Autre objection : Thierry Savatiersuggère, lui-même, que la toile aurait pu être peinte à partir d'une photographie obscène, comme il s'en faisait et diffusait en grande quantité dans le Paris du Second Empire. Or ces images respectent les canons du charme féminin en usage à l'époque : rien de la minceur à la mode actuelle, mais des formes abondantes, des seins et des ventres que l'on tiendrait aujourd'hui pour bien trop lourds. Si le nu peint par Courbet n'est pas maigre, ce pourrait être pour cette simple raison, pour se conformer aux goûts masculins de son temps »
En fait, comme on le voit l’affirmation de l’état gravidique de la femme de l’Origine du Monde est d’une orientation idéologique indéniable.
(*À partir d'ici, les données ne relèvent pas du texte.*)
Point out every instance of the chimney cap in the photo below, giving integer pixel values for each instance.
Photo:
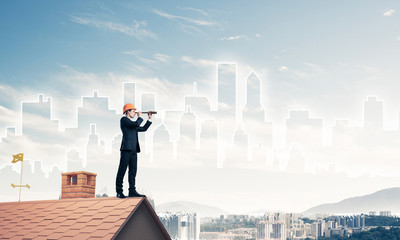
(79, 172)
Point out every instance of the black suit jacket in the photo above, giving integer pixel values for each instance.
(130, 129)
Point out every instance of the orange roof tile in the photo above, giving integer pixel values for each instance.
(74, 218)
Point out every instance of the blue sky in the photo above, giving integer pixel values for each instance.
(334, 41)
(323, 56)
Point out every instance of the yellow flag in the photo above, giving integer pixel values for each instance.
(18, 157)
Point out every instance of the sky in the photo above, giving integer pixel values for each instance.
(326, 57)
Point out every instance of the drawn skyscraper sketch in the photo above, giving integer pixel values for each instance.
(129, 90)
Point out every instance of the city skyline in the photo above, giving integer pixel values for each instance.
(258, 102)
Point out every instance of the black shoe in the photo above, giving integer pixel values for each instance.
(136, 194)
(120, 195)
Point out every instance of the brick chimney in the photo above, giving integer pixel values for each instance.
(79, 184)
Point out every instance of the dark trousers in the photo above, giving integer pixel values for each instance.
(128, 158)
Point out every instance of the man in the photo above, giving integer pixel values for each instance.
(129, 149)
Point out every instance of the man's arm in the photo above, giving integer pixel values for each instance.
(126, 122)
(145, 127)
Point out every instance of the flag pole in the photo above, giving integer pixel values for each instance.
(20, 181)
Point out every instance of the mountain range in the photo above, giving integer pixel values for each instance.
(383, 200)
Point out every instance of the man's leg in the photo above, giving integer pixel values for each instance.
(132, 172)
(123, 164)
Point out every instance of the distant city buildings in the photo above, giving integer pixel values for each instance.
(181, 226)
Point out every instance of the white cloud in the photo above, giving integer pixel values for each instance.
(194, 10)
(158, 57)
(232, 38)
(199, 62)
(185, 19)
(137, 29)
(283, 68)
(162, 57)
(389, 13)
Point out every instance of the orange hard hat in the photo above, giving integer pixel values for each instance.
(127, 107)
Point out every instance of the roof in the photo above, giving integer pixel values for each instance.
(75, 218)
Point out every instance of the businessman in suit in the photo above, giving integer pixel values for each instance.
(129, 149)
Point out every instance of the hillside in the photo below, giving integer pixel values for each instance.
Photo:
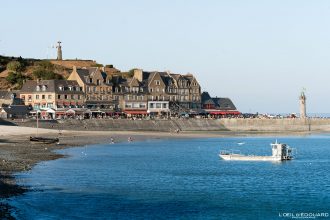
(61, 68)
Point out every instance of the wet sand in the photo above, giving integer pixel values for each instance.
(18, 154)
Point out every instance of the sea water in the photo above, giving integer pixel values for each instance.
(179, 179)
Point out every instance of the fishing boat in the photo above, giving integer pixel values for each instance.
(44, 140)
(280, 152)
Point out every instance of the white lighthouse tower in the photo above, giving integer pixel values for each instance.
(302, 100)
(59, 50)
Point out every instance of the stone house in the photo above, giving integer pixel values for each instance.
(52, 94)
(97, 86)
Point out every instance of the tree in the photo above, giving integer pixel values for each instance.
(46, 74)
(15, 66)
(45, 65)
(97, 65)
(16, 78)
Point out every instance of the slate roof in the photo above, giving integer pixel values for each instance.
(220, 103)
(17, 109)
(224, 104)
(51, 86)
(4, 94)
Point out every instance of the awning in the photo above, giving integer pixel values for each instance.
(136, 112)
(51, 111)
(70, 111)
(225, 113)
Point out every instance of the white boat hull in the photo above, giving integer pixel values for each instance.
(249, 158)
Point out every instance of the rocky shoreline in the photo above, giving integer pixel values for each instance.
(18, 154)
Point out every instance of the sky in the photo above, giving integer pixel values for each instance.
(258, 53)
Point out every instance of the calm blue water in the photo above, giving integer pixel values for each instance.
(181, 179)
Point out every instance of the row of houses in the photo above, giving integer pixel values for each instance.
(101, 91)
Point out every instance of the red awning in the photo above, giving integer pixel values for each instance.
(136, 112)
(225, 113)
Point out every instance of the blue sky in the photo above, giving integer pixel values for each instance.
(258, 53)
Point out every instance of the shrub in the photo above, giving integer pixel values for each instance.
(15, 66)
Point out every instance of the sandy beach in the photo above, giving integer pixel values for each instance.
(18, 154)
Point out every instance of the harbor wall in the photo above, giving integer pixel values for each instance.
(239, 125)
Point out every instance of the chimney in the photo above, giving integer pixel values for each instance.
(138, 74)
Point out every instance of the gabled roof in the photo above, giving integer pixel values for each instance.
(51, 86)
(16, 109)
(4, 94)
(224, 104)
(205, 96)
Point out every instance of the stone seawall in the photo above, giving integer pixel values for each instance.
(257, 125)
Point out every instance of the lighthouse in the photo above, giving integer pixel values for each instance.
(302, 100)
(59, 50)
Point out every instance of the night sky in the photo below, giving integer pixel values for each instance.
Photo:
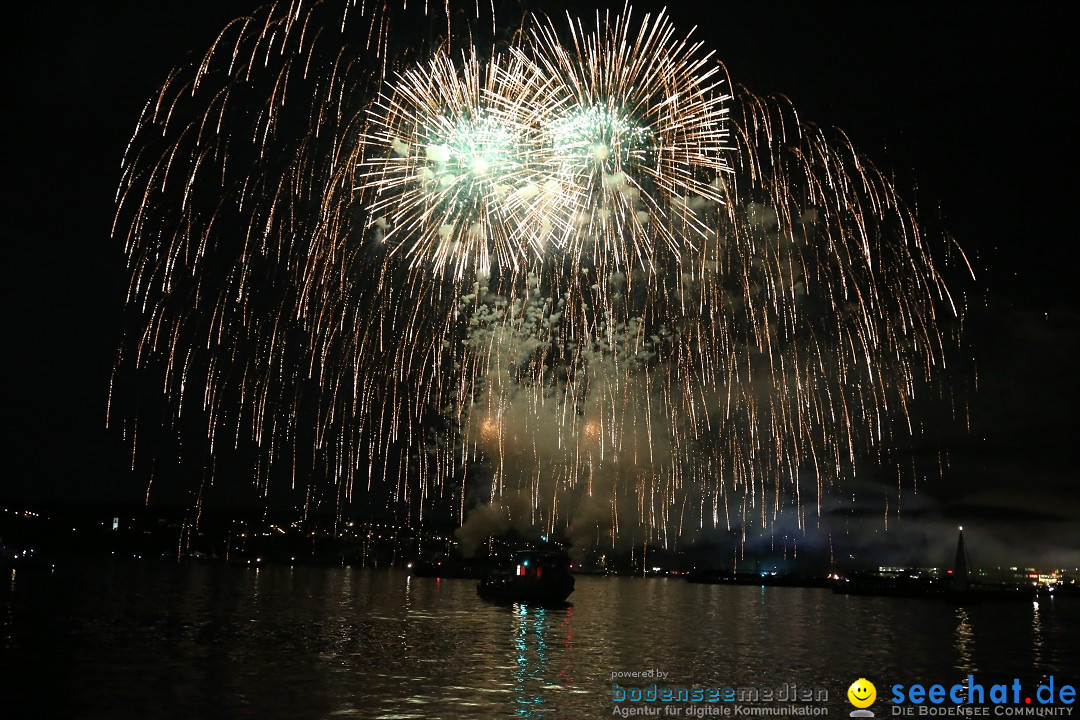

Elle vise à dénier la relativité spatiotemporelle du goût esthétique. Tout se passerait comme si la femme mince, fine, et grande a existé de tout temps comme canon de la beauté, sans doute au moins depuis Ève. Et donc pour justifier que sur une toile datant de 1866 et présentant la femme dans sa nudité représentative, toute boursouflure, tout signe de grosseur devrait être justifié comme accidentel, une atteinte provisoire à la forme naturelle de la femme idéale, surtout si elle prétend être l’origine du monde.
Voilà une discussion intéressante. Elle devrait nous déciller les yeux, et nous rendre plus libres de prendre nos distances vis-à-vis des normes esthétiques qu’on nous présente comme allant de soi, dans le seul but de nous assujettir, nous dominer. Et perpétuer ce faisant sous d’autres formes la récurrente exploitabilité au travers de laquelle le Blanc a toujours perçu le Noir, perçu et malheureusement traité.